One of the concepts of Hazelcast is that the distributed nature of storage, spread across multiple member nodes, is an abstraction kept hidden from the end-user. You might specify that two entries should be kept together, but not where. This gives the system freedom to move them from place to place (but still together).
There are ways to determine where keys are though.
Here we will use a method that returns the keys for entries on an individual member node, and another method to determine which partition shard each key belongs to.
For amusement, other ways might include listening for events on one node only. If you get an “INSERT
” event for key “XYZ
” appearing on node 6, you can infer that node 6 is where that key is currently stored.
Map.localKeySet()
The first part of the API used here is Map.localKeySet()
.
In a Hazelcast IMap, the data is spread across the nodes in the cluster.
When we do containsKey() we get a true
or false
if the key is present, but it is abstracted from us where the entry is held.
When we do keySet() we get all the keys currently in the map, but this is for all nodes and deliberately doesn’t confirm which entry is where. Watch for this operation, if the map has many entries across many nodes, the set of all keys may be a large object and may use up all memory.
However, there is a convenient operation available to run server-side.
The localKeySet() operation, when run on a server returns only those keys where the server has the primary copy. In other words, the keys on that server.
Some caution still applies. The server has some of the entries in memory, and the keys for the entries use less memory than the whole entry. But what is returned is a copy of the keys for the entries, so this still creates a potentially large object in memory.
PartitionService.getPartition(key)
Now we know which keys we are interested in, we just need to find out which partition or shard each is in.
The method PartitionService.getPartition(key) allows us to obtain the partition for a key.
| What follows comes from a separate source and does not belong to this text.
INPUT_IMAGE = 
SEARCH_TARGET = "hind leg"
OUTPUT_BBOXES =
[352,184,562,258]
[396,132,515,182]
If we really wanted to, we could work it out ourselves, as shown here but it’s a lot of work.
The code
In a Java Callable
, we can define a method like this.
public Map call() throws Exception { final Map result = new HashMap(); final PartitionService partitionService = this.hazelcastInstance.getPartitionService(); this.hazelcastInstance.getDistributedObjects() .stream() .filter(distributedObject -> (distributedObject instanceof IMap)) .filter(distributedObject -> !distributedObject.getName().startsWith("__")) .map(distributedObject -> ((IMap) distributedObject)) .forEach(iMap -> { iMap.localKeySet() .forEach(key -> { int partitionId = partitionService.getPartition(key).getPartitionId(); result.merge(partitionId, 1, Integer::sum); }); }); return result; }
For all maps found, we ignore the system internal maps that begin with “__
” and look at the local keys. Then we just count each key against its partition, to return a map of partition ids and their entry counts.
More code
The above code is a Callable
. We need to use Hazelcast’s IExecutorService to get it run on all nodes in the cluster.
Each node will return information about the partitions on that node, which we collate.
Callable callable = new MyCallable(); final Map<Integer, Tuple2> collatedResults = new TreeMap(); Map<Member, Future<Map>> rawResults = this.hazelcastInstance.getExecutorService("default").submitToAllMembers(callable); rawResults.entrySet() .stream() .forEach(memberEntry -> { try { String member = memberEntry.getKey().getAddress().getHost() + ":" + memberEntry.getKey().getAddress().getPort(); Map result = memberEntry.getValue().get(); result.entrySet().stream() .forEach(resultEntry -> collatedResults.put(resultEntry.getKey(), Tuple2.tuple2(resultEntry.getValue(), member))); } catch (Exception e) { e.printStackTrace(); }});
This is a bit more complicated, but not much more.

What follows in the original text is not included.